To process the audio sample, we must use the AudioFeatureGenerator settings embedded into the .tflite
. These are the settings that were used to train the model and also the settings used by the embedded device at runtime.
# Retrieve the AudioFeatureGenerator settings from the .tflite
tflite_params = TfliteModelParameters.load_from_tflite_file(tflite_path)
# Load the .tflite parameters into a AudioFeatureGeneratorSettings instance
tflite_frontend_settings = AudioFeatureGeneratorSettings(**tflite_params)

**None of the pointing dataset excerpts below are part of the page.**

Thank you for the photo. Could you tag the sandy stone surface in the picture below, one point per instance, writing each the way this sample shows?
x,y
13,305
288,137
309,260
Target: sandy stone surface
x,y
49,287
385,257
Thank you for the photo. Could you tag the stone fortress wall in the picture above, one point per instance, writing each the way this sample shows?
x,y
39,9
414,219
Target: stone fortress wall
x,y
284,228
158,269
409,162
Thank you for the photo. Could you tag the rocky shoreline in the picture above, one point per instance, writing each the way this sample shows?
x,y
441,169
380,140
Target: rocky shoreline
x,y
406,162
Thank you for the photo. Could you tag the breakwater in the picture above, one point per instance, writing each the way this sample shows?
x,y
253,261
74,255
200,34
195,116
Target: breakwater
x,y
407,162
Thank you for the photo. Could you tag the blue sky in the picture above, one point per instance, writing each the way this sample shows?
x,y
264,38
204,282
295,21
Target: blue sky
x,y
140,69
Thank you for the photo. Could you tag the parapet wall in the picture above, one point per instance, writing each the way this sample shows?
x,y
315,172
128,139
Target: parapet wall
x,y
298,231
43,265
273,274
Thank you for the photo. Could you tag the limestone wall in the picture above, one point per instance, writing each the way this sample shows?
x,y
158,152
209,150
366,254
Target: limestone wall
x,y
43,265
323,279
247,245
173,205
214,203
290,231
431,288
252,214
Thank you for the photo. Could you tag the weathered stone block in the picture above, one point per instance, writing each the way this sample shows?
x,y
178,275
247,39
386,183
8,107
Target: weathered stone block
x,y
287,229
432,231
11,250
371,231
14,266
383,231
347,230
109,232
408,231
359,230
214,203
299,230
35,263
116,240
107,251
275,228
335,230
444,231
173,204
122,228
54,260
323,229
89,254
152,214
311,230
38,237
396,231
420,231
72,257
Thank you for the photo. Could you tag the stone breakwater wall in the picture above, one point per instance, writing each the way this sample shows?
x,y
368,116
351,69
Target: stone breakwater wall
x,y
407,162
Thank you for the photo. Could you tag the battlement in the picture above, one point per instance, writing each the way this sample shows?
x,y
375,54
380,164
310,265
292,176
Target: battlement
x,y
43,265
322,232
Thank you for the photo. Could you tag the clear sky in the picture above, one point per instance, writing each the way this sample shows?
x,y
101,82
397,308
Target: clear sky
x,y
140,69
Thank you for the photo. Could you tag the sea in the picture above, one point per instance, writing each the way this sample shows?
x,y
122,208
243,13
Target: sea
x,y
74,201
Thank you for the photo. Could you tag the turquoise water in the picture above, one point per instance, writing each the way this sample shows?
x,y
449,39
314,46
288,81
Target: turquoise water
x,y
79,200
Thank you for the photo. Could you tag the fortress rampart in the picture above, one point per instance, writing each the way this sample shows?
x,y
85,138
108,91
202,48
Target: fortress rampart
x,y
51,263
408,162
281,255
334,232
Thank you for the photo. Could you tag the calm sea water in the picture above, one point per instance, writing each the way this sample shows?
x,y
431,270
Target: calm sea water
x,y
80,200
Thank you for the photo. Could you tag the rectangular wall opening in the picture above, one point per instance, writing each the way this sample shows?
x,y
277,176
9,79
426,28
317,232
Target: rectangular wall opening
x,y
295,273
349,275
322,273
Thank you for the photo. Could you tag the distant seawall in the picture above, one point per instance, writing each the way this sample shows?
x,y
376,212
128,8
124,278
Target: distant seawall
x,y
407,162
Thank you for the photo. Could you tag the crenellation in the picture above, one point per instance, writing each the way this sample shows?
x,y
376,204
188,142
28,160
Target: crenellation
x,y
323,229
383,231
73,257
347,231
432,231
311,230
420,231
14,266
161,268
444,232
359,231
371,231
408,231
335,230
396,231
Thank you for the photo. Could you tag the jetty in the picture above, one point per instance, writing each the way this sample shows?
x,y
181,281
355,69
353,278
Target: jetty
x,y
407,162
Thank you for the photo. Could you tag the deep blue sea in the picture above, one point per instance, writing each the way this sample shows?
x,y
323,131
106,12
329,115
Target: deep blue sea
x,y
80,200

print(f'Audio frontend settings:\n{pprint.pformat(tflite_frontend_settings)}')
# Adjust the audio sample so that it is the correct length expected by the audio frontend settings
frontend_sample_length = int((audio_sample_rate_hz * tflite_frontend_settings.sample_length_ms) / 1000)
adjusted_audio_sample_data = audio_utils.adjust_length(
audio_sample_data,
out_length=frontend_sample_length,
trim_threshold_db=30,
offset=0
)
# Process the length-adjusted audio in the audio frontend (aka AudioFeatureGenerator).
# This will generate a spectrogram from the raw audio using the settings embedded into the .tflite
spectrogram = audio_utils.apply_frontend(
sample=adjusted_audio_sample_data,
settings=tflite_frontend_settings,
dtype=np.uint16 # We just want the raw, uint16 output of the generated spectrogram
)
print(f'Generated spectrogram shape: {"x".join(map(str, spectrogram.shape))} ({spectrogram.dtype})')
# The generated spectrogram is uint16.
# However, the keyword_spotting_numbers model expects a normalized, float32 input.
# So, we use numpy to normalize the input sample
# norm_spectrogram = (spectrogram - mean(spectrogram)) / std(spectrogram)
norm_spectrogram = spectrogram.astype(np.float32)
norm_spectrogram -= np.mean(norm_spectrogram, dtype=np.float32, keepdims=False)
norm_spectrogram /= (np.std(norm_spectrogram, dtype=np.float32, keepdims=False) + 1e-6)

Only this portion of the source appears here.